I buried it in booze, in comedy, in sarcasm, even anger. I found refuge in making others laugh, mostly because I didn’t want anyone else to know how hard I was trying to feel anything at all. Many of my relationships were superficial. Much of my character was a façade. My driving factor was being loved, not being kind. I was funny so that people might like me, and I was kind so that someone might love me. I did that for so long, I forgot I was doing it. I didn’t even realize my entire world had turned grey.
I don’t mean to be dark, and I don’t want to sound like I was some sort of sociopath. I had friends, and I loved them. I loved my wife, of course. I loved my children. But the heart that I loved them with was beating in a world that more closely resembled a black and white still than a color picture.

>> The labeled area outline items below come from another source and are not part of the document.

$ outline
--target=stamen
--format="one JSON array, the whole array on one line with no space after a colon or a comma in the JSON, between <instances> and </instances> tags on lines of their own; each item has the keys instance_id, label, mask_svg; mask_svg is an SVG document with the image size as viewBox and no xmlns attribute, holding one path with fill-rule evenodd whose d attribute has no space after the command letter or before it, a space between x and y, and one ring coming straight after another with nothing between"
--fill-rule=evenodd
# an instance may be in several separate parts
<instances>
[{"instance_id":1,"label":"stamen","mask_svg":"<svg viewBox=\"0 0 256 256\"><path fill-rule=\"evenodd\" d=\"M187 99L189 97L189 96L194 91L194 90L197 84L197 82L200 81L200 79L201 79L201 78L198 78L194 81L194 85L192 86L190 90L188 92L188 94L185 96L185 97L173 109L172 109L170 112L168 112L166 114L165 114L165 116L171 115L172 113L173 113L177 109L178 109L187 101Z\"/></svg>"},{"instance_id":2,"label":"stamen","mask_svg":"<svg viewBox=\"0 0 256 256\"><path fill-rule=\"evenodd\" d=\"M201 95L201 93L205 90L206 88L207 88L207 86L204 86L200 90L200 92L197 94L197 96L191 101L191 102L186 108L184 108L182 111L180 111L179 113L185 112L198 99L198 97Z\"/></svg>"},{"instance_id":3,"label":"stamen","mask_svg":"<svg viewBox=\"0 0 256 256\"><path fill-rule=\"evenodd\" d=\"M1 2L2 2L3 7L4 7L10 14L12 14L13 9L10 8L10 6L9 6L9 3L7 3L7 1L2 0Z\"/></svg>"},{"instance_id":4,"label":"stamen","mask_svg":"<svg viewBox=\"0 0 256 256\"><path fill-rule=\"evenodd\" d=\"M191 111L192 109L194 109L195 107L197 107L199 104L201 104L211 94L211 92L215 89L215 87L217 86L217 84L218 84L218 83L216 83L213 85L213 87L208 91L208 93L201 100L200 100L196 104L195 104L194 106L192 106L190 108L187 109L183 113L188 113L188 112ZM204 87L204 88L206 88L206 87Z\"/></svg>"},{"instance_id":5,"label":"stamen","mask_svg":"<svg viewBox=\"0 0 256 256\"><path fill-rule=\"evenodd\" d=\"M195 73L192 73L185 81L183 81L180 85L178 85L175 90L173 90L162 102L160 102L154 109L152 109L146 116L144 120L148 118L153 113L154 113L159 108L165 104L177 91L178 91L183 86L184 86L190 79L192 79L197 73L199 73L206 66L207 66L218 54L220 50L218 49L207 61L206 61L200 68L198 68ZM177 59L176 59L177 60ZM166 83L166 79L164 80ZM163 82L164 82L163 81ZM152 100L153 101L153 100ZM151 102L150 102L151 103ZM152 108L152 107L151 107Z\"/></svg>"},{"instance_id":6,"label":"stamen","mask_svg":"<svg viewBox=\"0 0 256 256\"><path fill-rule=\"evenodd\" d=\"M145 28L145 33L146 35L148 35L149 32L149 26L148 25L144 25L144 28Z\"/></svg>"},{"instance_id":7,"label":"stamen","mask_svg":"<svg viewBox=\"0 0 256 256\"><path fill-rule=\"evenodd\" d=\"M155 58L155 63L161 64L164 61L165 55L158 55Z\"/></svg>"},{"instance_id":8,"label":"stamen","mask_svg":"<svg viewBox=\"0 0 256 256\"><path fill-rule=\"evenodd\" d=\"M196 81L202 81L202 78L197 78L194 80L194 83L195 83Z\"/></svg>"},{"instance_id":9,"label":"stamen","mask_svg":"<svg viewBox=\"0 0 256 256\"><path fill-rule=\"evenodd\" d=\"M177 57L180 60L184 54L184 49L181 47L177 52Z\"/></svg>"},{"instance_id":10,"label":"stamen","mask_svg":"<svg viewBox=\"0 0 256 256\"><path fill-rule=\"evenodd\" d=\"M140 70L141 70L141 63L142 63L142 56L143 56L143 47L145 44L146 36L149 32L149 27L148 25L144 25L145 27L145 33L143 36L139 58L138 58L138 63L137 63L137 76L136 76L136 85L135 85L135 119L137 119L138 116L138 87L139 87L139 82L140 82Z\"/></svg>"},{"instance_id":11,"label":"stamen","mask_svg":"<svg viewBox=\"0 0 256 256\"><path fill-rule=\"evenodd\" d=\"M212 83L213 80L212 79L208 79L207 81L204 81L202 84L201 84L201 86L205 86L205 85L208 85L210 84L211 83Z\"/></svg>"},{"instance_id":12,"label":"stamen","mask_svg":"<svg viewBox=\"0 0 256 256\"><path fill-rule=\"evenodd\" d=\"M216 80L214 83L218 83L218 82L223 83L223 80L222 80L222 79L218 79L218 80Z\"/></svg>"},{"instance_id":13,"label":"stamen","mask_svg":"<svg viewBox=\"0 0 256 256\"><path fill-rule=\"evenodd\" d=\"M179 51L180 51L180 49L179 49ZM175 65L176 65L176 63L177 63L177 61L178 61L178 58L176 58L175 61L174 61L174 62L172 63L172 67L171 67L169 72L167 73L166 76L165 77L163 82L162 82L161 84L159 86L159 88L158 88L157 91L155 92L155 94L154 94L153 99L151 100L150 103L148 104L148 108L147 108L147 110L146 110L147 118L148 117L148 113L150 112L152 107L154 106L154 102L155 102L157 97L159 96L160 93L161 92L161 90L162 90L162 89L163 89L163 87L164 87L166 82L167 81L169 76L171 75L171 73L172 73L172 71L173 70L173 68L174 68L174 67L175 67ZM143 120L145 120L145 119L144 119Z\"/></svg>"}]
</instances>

Jesus changed that. He pulled the film from my eyes and gave me a world that is more beautiful than I ever imagined. I feel, like I have never felt before. Rather than existing and hoping for some fleeting moment of satisfaction, I am so full of joy that it takes my breath away sometimes. A sunset can stop me in my tracks. The right song can leave me smiling for hours. I look at my wife and truly cannot imagine being without her. I look at my children, and I want to live forever just to see them laugh a few more times. I look at the world, at the people, and I understand why God cares. Why He would give us just a little more time to show them exactly what we’ve found.
And so, if you ask what Christ has done for me, it is this. This, more than anything else, is how I know that God has given me new life. It is not something I can ever explain. Not fully. It is not something that anyone can ever take, either. I am more than convinced, and that is enough for me.